É como naquela história que contam sobre uma mulher que foi conversar com o padre, pois estava apavorada, ao descobrir que sua filha Catarina era lésbica. O padre ouviu o desabafo da mulher e pediu que ela orasse bastante, repetindo diante de Deus, com frequência e durante vários dias, uma pergunta: "Meu Deus! Quem é Catarina?". A mulher relatou depois que quando tentava ouvir a resposta de Deus nos momentos de silêncio, recomendados pelo padre, durante vários dias ouvia apenas o grito: "Catarina é lésbica, é pecadora, suja e nojenta! Catarina é uma vergonha!". Percebia, porém, que foi o seu coração, a sua mente e as suas emoções que lhe forneciam tal resposta. Depois de certo tempo começou a ouvir, cada vez mais nitidamente, a resposta: "Catarina é a minha filha". A própria memória ajudou-lhe a percorrer pelos momentos mais felizes que ela tinha experimentado com a filha, desde a sua gestação. Inicialmente, esta associação das recordações felizes com a "terrível descoberta", trazia desconforto, mas, finalmente, a mulher enxergou a verdade: "Em sua essência, Catarina é a minha filha. É minha filha amada e nada vai mudar isso!". Esta afirmação libertadora levou a mulher à descoberta ainda mais importante. Catarina, na verdade e antes de tudo, é a filha amada de Deus e foi Ele quem me encarregou a administrar este bem tão precioso que, ainda que sob os meus cuidados, pertence a Ele. Eu fui escolhida para cuidar dela com amor e, depois, devolvê-la nas mãos do Senhor. É isso que, a partir de hoje, vou fazer, em vez de julgar, criticar, condenar, ou rejeitar. Amar significa acolher e cuidar, tentar compreender, fazer de tudo para defender. É isso que vou fazer.

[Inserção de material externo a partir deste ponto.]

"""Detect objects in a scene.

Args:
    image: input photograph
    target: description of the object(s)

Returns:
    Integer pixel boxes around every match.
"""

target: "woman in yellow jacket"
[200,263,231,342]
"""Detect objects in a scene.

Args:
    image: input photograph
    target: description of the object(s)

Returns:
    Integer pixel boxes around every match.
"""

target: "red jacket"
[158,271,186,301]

É bom acrescentar que esse processo não foi rápido, nem fácil, mas foi possível, porque a mulher não parou na superfície da reflexão. Ela avançou para as águas mais profundas e somente assim foi capaz de descobrir a verdade sobre Deus, sobre si mesma, sobre a sua filha e sobre o mundo em geral. Tornou-se uma mulher nova, foi curada de preconceito, cuja raiz - o egoísmo, reforçado pela soberba - foi arrancada do seu coração. Naquele dia a salvação entrou em sua casa (cf. Lc 19, 9).
Há um tempo, a telenovela "Amor à vida", exibida pela TV Globo, aborda, entre outros, o assunto da relação de um pai para com o seu filho gay. As cenas e as conversas chegam a ser irritantes. Provavelmente por terem sido muito reais...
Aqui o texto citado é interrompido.